By United Way of King County, on July 10, 2023 | In Helping Students Graduate, News

Parents, teens and kids take note: United Way of King County is dishing up free summer meals at a location near you. The 2023 Free Summer Meals Program launched recently, providing tasty, nutritious meals for kids and teens ages 18 and under—with some sites also offering additional resources for older family members.

United Way is leading a statewide campaign to end summer hunger in partnership with our state education agency, the Office of the Superintendent of Public Instruction. Together, we’re working to make access to healthy food as quick and easy as possible: The campaign is open to all without any paperwork or identification needed and sites include schools, parks, community centers and faith-based organizations.

Some sites even offer fun activities to help kids stay active and engaged when school is out.

This year’s Free Summer Meals Program aims to serve 500,000 meals in King County this year, reaching more than 12,000 youth per day. There will be nearly 900 meal sites in Washington this year, including more than 200 in King County.

This year’s Free Summer Meals Program offerings will be tastier and more culturally specific.

Helping facilitate the Summer Meals campaign is United Way’s HungerCorps team, young adults who regularly work with food banks and community-based organizations to connect families with the food they need.

“We’re excited to have 62 summer HungerCorps members serving with us this year,” said Sara Seelmeyer, United Way associate director for ending hunger. “Summer HungerCorps members help launch new meal sites, make sites feel fun and welcoming for families, and conduct grassroots outreach throughout the community.

“This is our most diverse cohort to date, with most members hailing from and serving in South Seattle and South King County,” Seelmeyer added. “As a cohort, summer HungerCorps members speak 15 different languages; their backgrounds range from retired teachers to recent high school graduates.”

Seelmeyer said that United Way has also worked to make dishes offered in the Free Summer Meals Program “tastier and more culturally specific.” United Way has partnered with the Food Innovation Network, a Tukwila-based organization that is working with local chefs of color to serve culturally appropriate, halal-friendly meals each week at the Tukwila Farmers Market.

And in Seattle, the school district is purchasing local foods, including salmon from the Muckleshoot Indian Tribe, for its meal program.

“Summer hunger is a serious problem nationwide, including here in Washington,” said Madeleine Vistica, United Way food security program manager.

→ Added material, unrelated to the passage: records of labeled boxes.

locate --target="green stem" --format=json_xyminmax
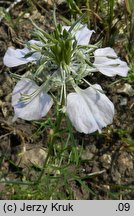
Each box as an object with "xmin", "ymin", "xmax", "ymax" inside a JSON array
[{"xmin": 35, "ymin": 111, "xmax": 62, "ymax": 185}]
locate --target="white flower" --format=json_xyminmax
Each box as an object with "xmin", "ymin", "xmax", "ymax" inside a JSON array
[
  {"xmin": 67, "ymin": 84, "xmax": 114, "ymax": 134},
  {"xmin": 12, "ymin": 78, "xmax": 53, "ymax": 121},
  {"xmin": 93, "ymin": 47, "xmax": 129, "ymax": 77},
  {"xmin": 63, "ymin": 24, "xmax": 94, "ymax": 45},
  {"xmin": 3, "ymin": 40, "xmax": 41, "ymax": 67}
]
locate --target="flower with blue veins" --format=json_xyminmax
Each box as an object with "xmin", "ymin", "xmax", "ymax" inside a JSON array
[{"xmin": 3, "ymin": 23, "xmax": 129, "ymax": 134}]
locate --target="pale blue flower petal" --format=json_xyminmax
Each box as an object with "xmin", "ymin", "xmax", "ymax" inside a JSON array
[
  {"xmin": 93, "ymin": 47, "xmax": 129, "ymax": 77},
  {"xmin": 67, "ymin": 84, "xmax": 114, "ymax": 134},
  {"xmin": 63, "ymin": 24, "xmax": 94, "ymax": 46},
  {"xmin": 3, "ymin": 40, "xmax": 41, "ymax": 67},
  {"xmin": 12, "ymin": 78, "xmax": 53, "ymax": 121}
]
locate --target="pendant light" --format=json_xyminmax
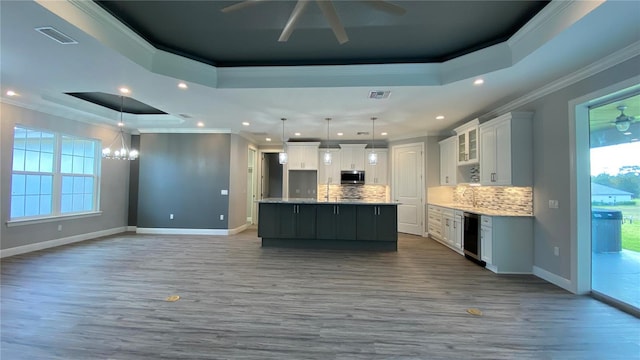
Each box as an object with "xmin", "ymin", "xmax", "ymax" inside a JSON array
[
  {"xmin": 367, "ymin": 117, "xmax": 378, "ymax": 165},
  {"xmin": 322, "ymin": 118, "xmax": 332, "ymax": 165},
  {"xmin": 278, "ymin": 118, "xmax": 288, "ymax": 165},
  {"xmin": 102, "ymin": 96, "xmax": 139, "ymax": 160}
]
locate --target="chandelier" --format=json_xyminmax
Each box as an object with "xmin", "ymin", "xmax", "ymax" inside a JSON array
[{"xmin": 102, "ymin": 96, "xmax": 139, "ymax": 160}]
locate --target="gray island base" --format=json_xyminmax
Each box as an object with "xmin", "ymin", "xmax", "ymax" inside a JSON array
[{"xmin": 258, "ymin": 199, "xmax": 398, "ymax": 251}]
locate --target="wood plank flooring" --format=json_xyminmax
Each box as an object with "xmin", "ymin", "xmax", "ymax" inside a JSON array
[{"xmin": 0, "ymin": 229, "xmax": 640, "ymax": 360}]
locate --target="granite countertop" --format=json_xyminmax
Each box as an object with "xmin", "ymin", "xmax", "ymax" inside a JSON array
[
  {"xmin": 428, "ymin": 203, "xmax": 533, "ymax": 217},
  {"xmin": 257, "ymin": 198, "xmax": 399, "ymax": 205}
]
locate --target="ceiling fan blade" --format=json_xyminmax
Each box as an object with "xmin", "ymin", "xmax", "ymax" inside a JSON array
[
  {"xmin": 365, "ymin": 0, "xmax": 407, "ymax": 15},
  {"xmin": 220, "ymin": 0, "xmax": 269, "ymax": 13},
  {"xmin": 316, "ymin": 0, "xmax": 349, "ymax": 45},
  {"xmin": 278, "ymin": 0, "xmax": 309, "ymax": 42}
]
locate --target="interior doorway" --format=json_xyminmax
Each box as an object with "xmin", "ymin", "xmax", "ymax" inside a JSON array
[{"xmin": 588, "ymin": 91, "xmax": 640, "ymax": 313}]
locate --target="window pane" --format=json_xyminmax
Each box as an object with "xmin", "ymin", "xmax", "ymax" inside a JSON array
[
  {"xmin": 26, "ymin": 130, "xmax": 40, "ymax": 151},
  {"xmin": 60, "ymin": 155, "xmax": 73, "ymax": 174},
  {"xmin": 24, "ymin": 151, "xmax": 40, "ymax": 171},
  {"xmin": 11, "ymin": 174, "xmax": 26, "ymax": 194},
  {"xmin": 26, "ymin": 175, "xmax": 40, "ymax": 195},
  {"xmin": 13, "ymin": 127, "xmax": 27, "ymax": 149},
  {"xmin": 72, "ymin": 194, "xmax": 84, "ymax": 212},
  {"xmin": 13, "ymin": 149, "xmax": 24, "ymax": 171},
  {"xmin": 40, "ymin": 153, "xmax": 53, "ymax": 172},
  {"xmin": 60, "ymin": 195, "xmax": 73, "ymax": 213},
  {"xmin": 11, "ymin": 195, "xmax": 24, "ymax": 218},
  {"xmin": 84, "ymin": 177, "xmax": 93, "ymax": 194},
  {"xmin": 40, "ymin": 195, "xmax": 51, "ymax": 215},
  {"xmin": 73, "ymin": 140, "xmax": 85, "ymax": 156},
  {"xmin": 62, "ymin": 136, "xmax": 73, "ymax": 155},
  {"xmin": 24, "ymin": 195, "xmax": 40, "ymax": 216},
  {"xmin": 82, "ymin": 195, "xmax": 93, "ymax": 211},
  {"xmin": 73, "ymin": 156, "xmax": 84, "ymax": 174},
  {"xmin": 40, "ymin": 133, "xmax": 55, "ymax": 153},
  {"xmin": 40, "ymin": 175, "xmax": 53, "ymax": 195},
  {"xmin": 73, "ymin": 176, "xmax": 84, "ymax": 194},
  {"xmin": 84, "ymin": 158, "xmax": 93, "ymax": 175},
  {"xmin": 84, "ymin": 141, "xmax": 96, "ymax": 158},
  {"xmin": 62, "ymin": 176, "xmax": 73, "ymax": 194}
]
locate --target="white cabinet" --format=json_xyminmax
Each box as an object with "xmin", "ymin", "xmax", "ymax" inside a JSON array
[
  {"xmin": 454, "ymin": 119, "xmax": 479, "ymax": 165},
  {"xmin": 479, "ymin": 112, "xmax": 533, "ymax": 186},
  {"xmin": 480, "ymin": 215, "xmax": 533, "ymax": 274},
  {"xmin": 440, "ymin": 136, "xmax": 457, "ymax": 186},
  {"xmin": 287, "ymin": 142, "xmax": 320, "ymax": 170},
  {"xmin": 318, "ymin": 149, "xmax": 340, "ymax": 185},
  {"xmin": 364, "ymin": 149, "xmax": 389, "ymax": 185},
  {"xmin": 340, "ymin": 144, "xmax": 367, "ymax": 171}
]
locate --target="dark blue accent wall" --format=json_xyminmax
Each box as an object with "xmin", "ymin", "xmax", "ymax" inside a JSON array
[{"xmin": 137, "ymin": 134, "xmax": 231, "ymax": 229}]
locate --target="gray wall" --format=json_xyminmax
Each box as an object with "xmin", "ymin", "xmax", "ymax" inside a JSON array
[
  {"xmin": 519, "ymin": 56, "xmax": 640, "ymax": 279},
  {"xmin": 0, "ymin": 103, "xmax": 129, "ymax": 250},
  {"xmin": 138, "ymin": 134, "xmax": 231, "ymax": 229}
]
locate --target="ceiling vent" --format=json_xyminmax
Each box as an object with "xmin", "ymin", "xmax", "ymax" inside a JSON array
[
  {"xmin": 369, "ymin": 90, "xmax": 391, "ymax": 99},
  {"xmin": 36, "ymin": 26, "xmax": 78, "ymax": 45}
]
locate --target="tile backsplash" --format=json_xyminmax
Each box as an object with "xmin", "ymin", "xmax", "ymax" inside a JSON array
[
  {"xmin": 318, "ymin": 185, "xmax": 389, "ymax": 202},
  {"xmin": 453, "ymin": 185, "xmax": 533, "ymax": 215}
]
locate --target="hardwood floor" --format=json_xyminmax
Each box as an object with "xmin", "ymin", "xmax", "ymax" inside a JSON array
[{"xmin": 0, "ymin": 230, "xmax": 640, "ymax": 360}]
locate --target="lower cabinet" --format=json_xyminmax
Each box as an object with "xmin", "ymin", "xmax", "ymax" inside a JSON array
[
  {"xmin": 356, "ymin": 205, "xmax": 398, "ymax": 241},
  {"xmin": 316, "ymin": 204, "xmax": 357, "ymax": 240},
  {"xmin": 258, "ymin": 203, "xmax": 316, "ymax": 239}
]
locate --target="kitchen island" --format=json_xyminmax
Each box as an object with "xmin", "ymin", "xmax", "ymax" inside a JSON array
[{"xmin": 258, "ymin": 198, "xmax": 398, "ymax": 251}]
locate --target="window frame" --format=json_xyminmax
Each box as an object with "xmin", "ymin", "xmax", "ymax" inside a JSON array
[{"xmin": 7, "ymin": 124, "xmax": 102, "ymax": 226}]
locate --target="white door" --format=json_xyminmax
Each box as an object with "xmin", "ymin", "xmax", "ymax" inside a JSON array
[{"xmin": 391, "ymin": 143, "xmax": 424, "ymax": 236}]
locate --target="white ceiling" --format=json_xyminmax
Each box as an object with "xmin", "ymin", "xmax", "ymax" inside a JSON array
[{"xmin": 0, "ymin": 1, "xmax": 640, "ymax": 145}]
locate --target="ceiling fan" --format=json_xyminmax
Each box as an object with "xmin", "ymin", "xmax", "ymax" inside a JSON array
[
  {"xmin": 612, "ymin": 105, "xmax": 635, "ymax": 132},
  {"xmin": 220, "ymin": 0, "xmax": 406, "ymax": 45}
]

Vistica added that one out of every six children in Washington experience food insecurity, which is defined by the USDA as “a lack of consistent access to enough food for every person in a household to live an active, healthy life.”

“Every year when school comes to an end, food insecurity becomes an even greater threat, as children who normally access free meals at school are left without this essential resource during summer months,” Vistica added. “The Free Summer Meals Program serves to address this gap and offers meals with no application, no proof of income and no identification necessary.”